The utility, which serves much of Berkshire County, has filed a request for an increase of about $96 million on rates for residents and businesses to the state Department of Public Utilities (Eagle, January 18). In a press release defending the request, Eversource explained that it has and will invest in technological upgrades to better serve customers.

Like customers of any utility, customers of Eversource expect the utility to make upgrades to keep it competitive, and they should not expect to essentially foot the bill for these upgrades through substantial price increases. This is especially the case when, as the attorney general points out, is in the process pursuing 10.5 percent shareholder profits through its rate increase. From 2010 to 2015, Ms. Healey continues in a press release, Eversource shareholders of common stock received an 89 percent return while ratepayers paid higher distribution rates than did customers of competitor National Grid. The attorney general concluded that Eversource should be returning profits to customers rather than raising rates.

In December, Ms. Healey asked the DPU to investigate why the allowed profits for Massachusetts utilities are higher than those in neighboring states. This was based on a rate increase awarded to National Grid. That investigation and the publicizing of its results should take place before any utility price hikes are approved.

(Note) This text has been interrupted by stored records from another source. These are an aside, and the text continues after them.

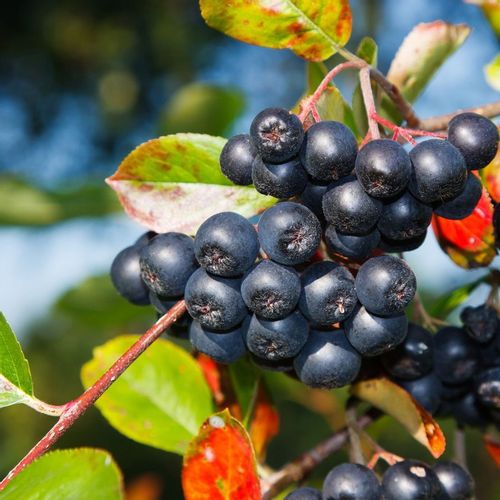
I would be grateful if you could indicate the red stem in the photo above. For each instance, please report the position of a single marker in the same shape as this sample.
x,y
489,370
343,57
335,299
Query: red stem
x,y
74,409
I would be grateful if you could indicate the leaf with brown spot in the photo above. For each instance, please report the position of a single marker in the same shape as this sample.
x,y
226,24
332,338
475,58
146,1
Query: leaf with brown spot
x,y
174,183
220,463
314,30
396,402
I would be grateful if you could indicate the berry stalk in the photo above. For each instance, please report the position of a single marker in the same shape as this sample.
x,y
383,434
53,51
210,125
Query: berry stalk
x,y
76,408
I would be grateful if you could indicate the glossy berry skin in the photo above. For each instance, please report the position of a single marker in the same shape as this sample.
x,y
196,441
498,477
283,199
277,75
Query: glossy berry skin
x,y
312,198
215,302
480,322
456,354
349,209
328,295
226,244
327,360
411,480
270,290
404,218
414,357
385,285
398,246
281,180
126,276
276,135
439,171
329,151
487,387
427,390
463,205
279,339
476,137
372,335
289,233
225,347
352,247
304,493
455,480
236,160
353,482
383,168
167,262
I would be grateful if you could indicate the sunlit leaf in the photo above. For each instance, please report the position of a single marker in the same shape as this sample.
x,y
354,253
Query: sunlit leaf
x,y
313,30
469,242
396,402
160,400
174,183
220,463
82,473
421,54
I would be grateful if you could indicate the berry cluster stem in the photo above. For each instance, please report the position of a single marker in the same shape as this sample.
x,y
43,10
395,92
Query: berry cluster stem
x,y
75,409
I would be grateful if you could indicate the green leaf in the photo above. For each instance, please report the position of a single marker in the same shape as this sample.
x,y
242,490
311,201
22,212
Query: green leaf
x,y
174,183
82,473
160,400
201,108
313,30
492,72
25,204
421,54
368,51
15,377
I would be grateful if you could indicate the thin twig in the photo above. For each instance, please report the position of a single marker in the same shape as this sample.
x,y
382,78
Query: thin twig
x,y
298,469
74,409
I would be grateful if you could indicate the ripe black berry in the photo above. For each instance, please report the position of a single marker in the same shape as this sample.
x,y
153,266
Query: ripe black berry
x,y
126,276
226,347
270,290
439,171
353,482
329,151
350,246
404,218
279,339
427,390
476,137
413,358
276,135
215,302
167,262
457,355
289,233
327,360
480,322
236,160
226,244
383,168
282,180
328,294
349,209
385,285
463,205
455,480
411,480
372,335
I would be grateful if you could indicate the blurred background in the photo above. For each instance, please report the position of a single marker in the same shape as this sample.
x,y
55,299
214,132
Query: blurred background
x,y
84,82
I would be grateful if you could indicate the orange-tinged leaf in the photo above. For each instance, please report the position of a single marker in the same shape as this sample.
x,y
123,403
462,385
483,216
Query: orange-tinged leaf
x,y
469,242
314,30
396,402
493,449
265,423
220,462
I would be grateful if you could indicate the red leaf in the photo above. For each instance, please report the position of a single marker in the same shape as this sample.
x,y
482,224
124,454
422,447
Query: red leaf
x,y
220,462
469,242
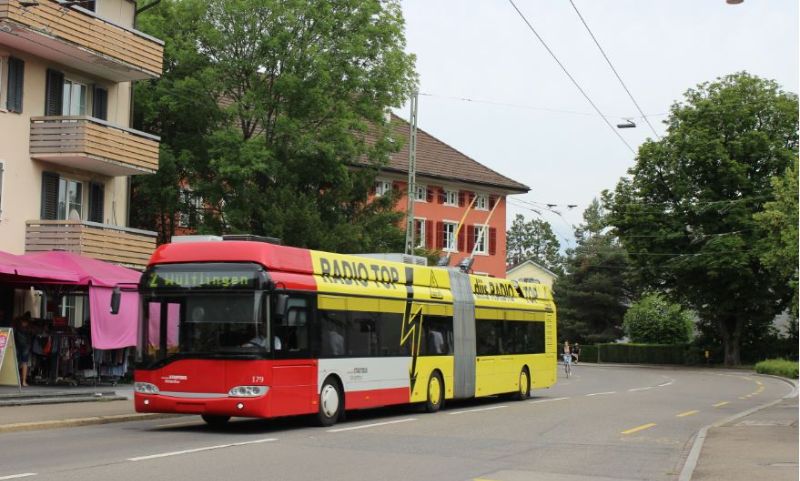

Electricity prices in the Berkshires and Massachusetts are relatively high for a variety of reasons, some of which come down to geography. Anything that would boost those costs, such as a substantial increase in rates, should be looked at skeptically. The attorney general's skepticism about the Eversource request is merited and the state Department of Public Utilities should reject it and explore the profit system related to utilities in the state.